It's a cool project don't get me wrong, but Nobel Peace Prize? What is this thread? I would consider something like a strandbeest to be more award-worthy - but it too is just a neat invention, not contributing to world peace or anything near it.

fortyseven · 2024-09-20T18:40:28 1726857628

Supposed to be, apparently.

6SixTy · 2024-09-20T21:06:59 1726866419

There's the Turing award, which is an equivalent prize for computing. Could add an acknowledgement for strange and unusual applications of computer science.

irdc · 2024-09-21T10:10:21 1726913421

Ig Nobel is a pun on Nobel and ignoble, so how about a Tor Turing award?

Pet_Ant · 2024-09-20T14:55:40 1726844140

In the "Why MIPS?" section:

> some have shitty addressing modes necessitating that they would be slow (RISCV)

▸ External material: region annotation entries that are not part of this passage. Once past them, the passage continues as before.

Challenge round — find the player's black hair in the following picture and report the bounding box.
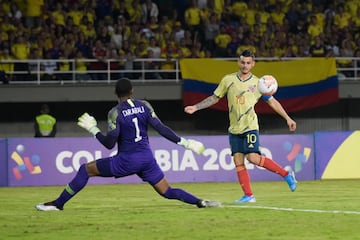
[239,49,255,58]
[115,78,132,98]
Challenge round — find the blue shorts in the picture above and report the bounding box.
[229,130,260,156]
[96,151,165,186]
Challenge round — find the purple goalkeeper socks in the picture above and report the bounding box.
[163,187,199,204]
[55,164,89,207]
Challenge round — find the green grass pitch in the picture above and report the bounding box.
[0,180,360,240]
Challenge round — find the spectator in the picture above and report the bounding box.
[307,15,324,40]
[204,13,220,49]
[34,104,57,137]
[110,25,126,49]
[11,35,30,81]
[334,3,351,29]
[144,50,162,79]
[28,47,43,81]
[214,25,231,57]
[141,0,159,24]
[41,51,58,81]
[0,48,14,84]
[147,37,161,58]
[90,40,107,80]
[25,0,44,28]
[75,50,92,82]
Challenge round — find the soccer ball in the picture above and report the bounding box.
[258,75,278,96]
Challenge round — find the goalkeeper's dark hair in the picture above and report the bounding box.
[239,49,255,58]
[115,78,132,98]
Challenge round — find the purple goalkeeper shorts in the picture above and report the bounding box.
[96,151,165,186]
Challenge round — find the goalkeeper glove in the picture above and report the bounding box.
[77,113,100,136]
[177,138,205,154]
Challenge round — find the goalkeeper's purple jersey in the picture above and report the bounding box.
[96,99,180,153]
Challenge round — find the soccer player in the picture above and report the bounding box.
[184,50,297,203]
[35,78,221,211]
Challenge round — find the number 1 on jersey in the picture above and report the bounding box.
[132,118,142,142]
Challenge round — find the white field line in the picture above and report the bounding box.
[224,205,360,215]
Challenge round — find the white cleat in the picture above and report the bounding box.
[197,200,222,208]
[35,203,63,211]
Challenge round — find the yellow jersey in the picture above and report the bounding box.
[214,72,262,134]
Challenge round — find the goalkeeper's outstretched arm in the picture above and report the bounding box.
[184,95,220,114]
[150,117,205,154]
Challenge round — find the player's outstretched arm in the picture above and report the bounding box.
[267,97,296,132]
[184,95,219,114]
[177,137,205,154]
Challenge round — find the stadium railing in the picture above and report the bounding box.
[0,57,360,85]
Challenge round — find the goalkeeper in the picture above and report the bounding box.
[35,78,221,211]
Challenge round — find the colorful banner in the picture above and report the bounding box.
[315,131,360,179]
[0,139,8,186]
[8,135,315,186]
[180,58,339,113]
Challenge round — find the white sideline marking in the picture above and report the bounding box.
[225,205,360,215]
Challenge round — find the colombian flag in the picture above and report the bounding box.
[180,58,339,113]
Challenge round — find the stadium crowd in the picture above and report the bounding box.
[0,0,360,81]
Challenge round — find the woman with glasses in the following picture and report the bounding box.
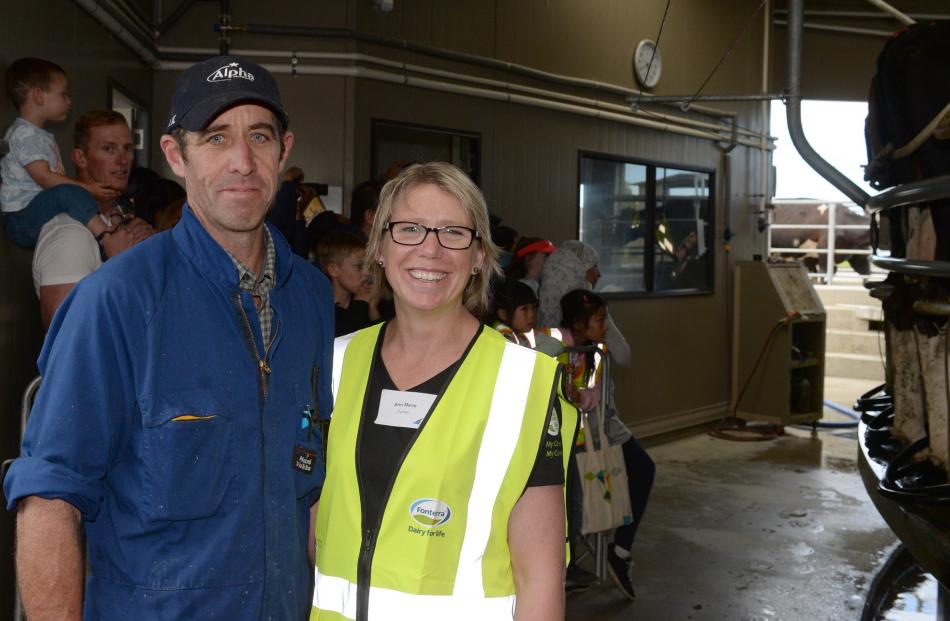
[311,163,577,621]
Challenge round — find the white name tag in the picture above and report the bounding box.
[376,388,435,429]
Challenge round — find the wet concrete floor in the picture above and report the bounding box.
[567,378,897,621]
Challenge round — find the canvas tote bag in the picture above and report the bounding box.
[575,408,633,535]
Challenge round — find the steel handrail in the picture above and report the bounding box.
[871,255,950,278]
[865,175,950,214]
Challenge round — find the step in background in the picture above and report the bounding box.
[815,285,885,382]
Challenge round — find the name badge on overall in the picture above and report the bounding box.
[376,388,435,429]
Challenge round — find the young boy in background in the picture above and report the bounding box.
[317,230,379,336]
[0,58,120,248]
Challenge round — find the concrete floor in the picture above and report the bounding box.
[567,378,896,621]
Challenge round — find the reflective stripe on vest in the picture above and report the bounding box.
[330,332,356,403]
[313,572,515,621]
[311,326,564,621]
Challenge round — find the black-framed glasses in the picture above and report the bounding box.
[386,221,480,250]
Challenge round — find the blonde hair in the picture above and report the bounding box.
[364,162,501,315]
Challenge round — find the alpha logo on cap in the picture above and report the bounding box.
[207,63,254,83]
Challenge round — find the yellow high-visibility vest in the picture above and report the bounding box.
[310,325,577,621]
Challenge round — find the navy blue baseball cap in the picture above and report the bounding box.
[165,56,290,134]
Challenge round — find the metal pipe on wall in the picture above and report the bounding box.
[775,19,894,39]
[158,47,769,143]
[219,24,736,118]
[785,0,868,206]
[158,61,772,149]
[868,0,917,26]
[73,0,159,69]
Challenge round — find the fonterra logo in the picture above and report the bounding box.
[409,498,452,528]
[207,63,254,82]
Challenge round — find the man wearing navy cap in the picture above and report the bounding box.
[4,56,333,621]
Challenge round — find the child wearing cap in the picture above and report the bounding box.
[493,279,563,357]
[505,237,557,295]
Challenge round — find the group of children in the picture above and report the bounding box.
[0,58,121,248]
[493,238,656,599]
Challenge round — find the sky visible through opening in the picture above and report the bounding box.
[770,100,877,201]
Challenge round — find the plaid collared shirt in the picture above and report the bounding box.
[228,226,277,360]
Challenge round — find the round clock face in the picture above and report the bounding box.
[633,39,663,88]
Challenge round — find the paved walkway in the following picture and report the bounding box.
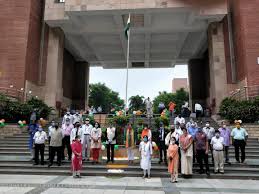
[0,175,259,194]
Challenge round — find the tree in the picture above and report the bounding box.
[153,88,189,114]
[89,83,124,113]
[129,95,145,112]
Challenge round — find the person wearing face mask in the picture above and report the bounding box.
[82,118,93,161]
[231,120,248,163]
[33,126,48,165]
[71,135,82,178]
[141,124,152,142]
[48,120,55,160]
[139,135,153,179]
[73,111,82,124]
[219,121,231,164]
[62,112,74,124]
[48,123,63,167]
[210,130,224,174]
[61,118,74,160]
[167,137,179,183]
[194,128,210,176]
[188,123,198,163]
[105,123,117,164]
[203,121,215,163]
[158,122,167,164]
[179,127,193,177]
[70,123,83,145]
[91,122,102,164]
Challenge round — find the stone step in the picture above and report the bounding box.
[0,168,259,180]
[0,163,259,173]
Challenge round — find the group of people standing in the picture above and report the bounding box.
[158,115,248,182]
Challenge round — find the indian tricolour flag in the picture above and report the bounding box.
[124,14,130,39]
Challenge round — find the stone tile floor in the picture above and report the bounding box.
[0,175,259,194]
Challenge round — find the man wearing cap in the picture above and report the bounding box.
[82,118,93,161]
[231,120,248,163]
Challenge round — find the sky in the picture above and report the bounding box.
[90,65,188,100]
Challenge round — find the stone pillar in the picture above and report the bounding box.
[72,62,89,109]
[188,58,209,110]
[208,22,227,114]
[45,28,64,107]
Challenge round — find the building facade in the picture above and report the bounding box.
[0,0,259,113]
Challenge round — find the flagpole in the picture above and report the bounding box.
[125,13,130,115]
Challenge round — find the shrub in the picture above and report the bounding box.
[219,98,259,123]
[0,94,53,123]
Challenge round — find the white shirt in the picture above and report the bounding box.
[194,103,203,112]
[210,137,224,151]
[33,131,48,144]
[82,124,93,135]
[73,114,82,124]
[203,127,215,139]
[70,127,84,144]
[62,114,74,124]
[174,117,185,125]
[48,126,55,137]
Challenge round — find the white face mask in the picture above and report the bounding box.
[170,140,175,145]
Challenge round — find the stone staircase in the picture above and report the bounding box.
[0,130,259,179]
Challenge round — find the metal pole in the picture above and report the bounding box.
[125,13,130,115]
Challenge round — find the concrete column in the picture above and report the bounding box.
[208,22,227,114]
[45,28,64,107]
[72,62,89,109]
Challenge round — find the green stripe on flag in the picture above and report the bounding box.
[124,16,130,39]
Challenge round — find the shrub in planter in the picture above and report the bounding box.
[219,98,259,123]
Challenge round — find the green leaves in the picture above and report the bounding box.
[0,94,53,123]
[219,98,259,123]
[89,83,124,113]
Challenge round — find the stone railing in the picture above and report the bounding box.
[0,125,26,139]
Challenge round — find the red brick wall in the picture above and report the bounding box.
[0,0,30,88]
[25,0,43,84]
[232,0,259,86]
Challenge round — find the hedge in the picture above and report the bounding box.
[219,98,259,123]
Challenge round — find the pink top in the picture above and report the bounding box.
[62,124,74,136]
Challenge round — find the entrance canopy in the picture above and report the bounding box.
[46,4,226,68]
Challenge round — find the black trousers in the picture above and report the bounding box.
[61,136,72,160]
[35,144,45,164]
[49,146,62,164]
[196,150,210,172]
[159,141,167,162]
[106,144,114,162]
[49,136,51,160]
[234,139,246,162]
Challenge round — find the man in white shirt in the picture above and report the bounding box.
[210,130,224,174]
[174,114,185,125]
[62,112,74,124]
[33,126,48,165]
[48,120,55,160]
[194,103,203,118]
[73,112,82,124]
[203,121,215,163]
[81,118,93,161]
[70,123,83,145]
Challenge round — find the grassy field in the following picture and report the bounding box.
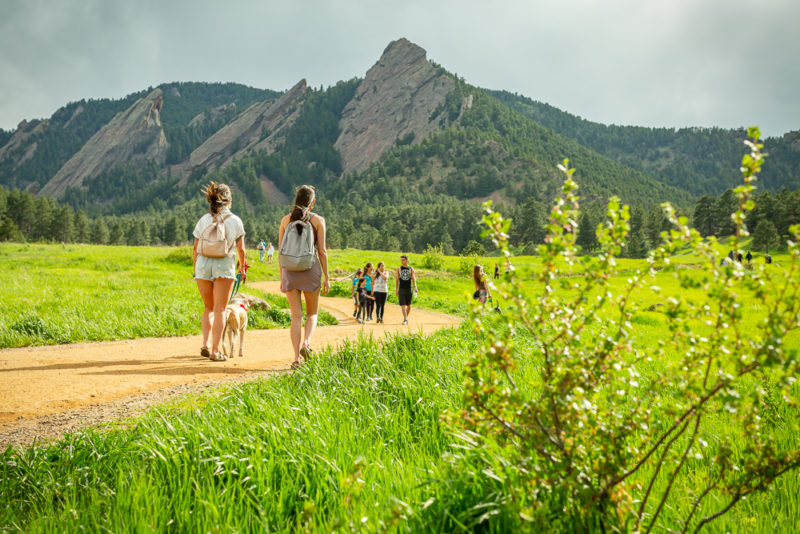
[0,243,336,348]
[0,245,800,533]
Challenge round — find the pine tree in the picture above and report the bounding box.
[753,219,780,252]
[74,210,91,243]
[108,221,125,245]
[693,195,716,237]
[575,211,597,252]
[91,219,109,245]
[51,206,75,243]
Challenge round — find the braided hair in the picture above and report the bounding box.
[202,182,232,215]
[289,185,316,235]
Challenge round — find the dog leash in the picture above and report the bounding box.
[228,261,250,304]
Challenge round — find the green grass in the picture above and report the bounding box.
[0,243,336,348]
[0,245,800,533]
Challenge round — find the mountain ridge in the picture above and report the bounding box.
[0,38,800,220]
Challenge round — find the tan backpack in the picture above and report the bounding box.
[197,213,233,258]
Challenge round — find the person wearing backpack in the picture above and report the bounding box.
[278,185,330,369]
[192,182,246,361]
[256,239,267,263]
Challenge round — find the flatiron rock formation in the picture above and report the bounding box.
[0,120,48,168]
[336,39,455,172]
[39,89,167,198]
[183,80,306,175]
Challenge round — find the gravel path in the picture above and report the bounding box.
[0,282,460,450]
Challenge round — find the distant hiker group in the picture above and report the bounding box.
[719,250,772,268]
[256,239,275,264]
[351,254,417,325]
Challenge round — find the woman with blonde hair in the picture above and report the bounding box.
[278,185,330,369]
[192,182,245,361]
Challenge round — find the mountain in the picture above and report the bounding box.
[0,82,280,192]
[39,89,167,198]
[0,39,800,258]
[181,80,306,178]
[487,90,800,195]
[335,39,455,172]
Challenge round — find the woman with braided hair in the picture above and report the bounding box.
[192,182,246,361]
[278,185,330,369]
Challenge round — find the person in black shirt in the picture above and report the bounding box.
[394,254,417,324]
[356,277,375,324]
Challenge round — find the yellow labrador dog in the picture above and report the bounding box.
[222,295,250,358]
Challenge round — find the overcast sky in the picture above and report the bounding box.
[0,0,800,136]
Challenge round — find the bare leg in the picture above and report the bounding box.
[303,289,319,347]
[211,278,233,358]
[286,289,303,362]
[196,280,214,348]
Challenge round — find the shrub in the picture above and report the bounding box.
[461,239,486,256]
[452,129,800,532]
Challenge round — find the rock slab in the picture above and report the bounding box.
[335,39,455,176]
[39,89,167,198]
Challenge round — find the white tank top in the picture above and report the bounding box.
[372,271,387,293]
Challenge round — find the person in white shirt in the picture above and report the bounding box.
[192,182,246,361]
[372,261,389,324]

What is wrong with the RISC-V addressing modes?

TapamN · 2024-09-20T19:22:46 1726860166

It's not really the addressing modes, but the instruction format. Immediate values on RISC-V are not stored contiguously on certain RISC-V instructions.

On all MIPS instructions, the bits for a immediate add, load constant, branch, etc value are always stored in order.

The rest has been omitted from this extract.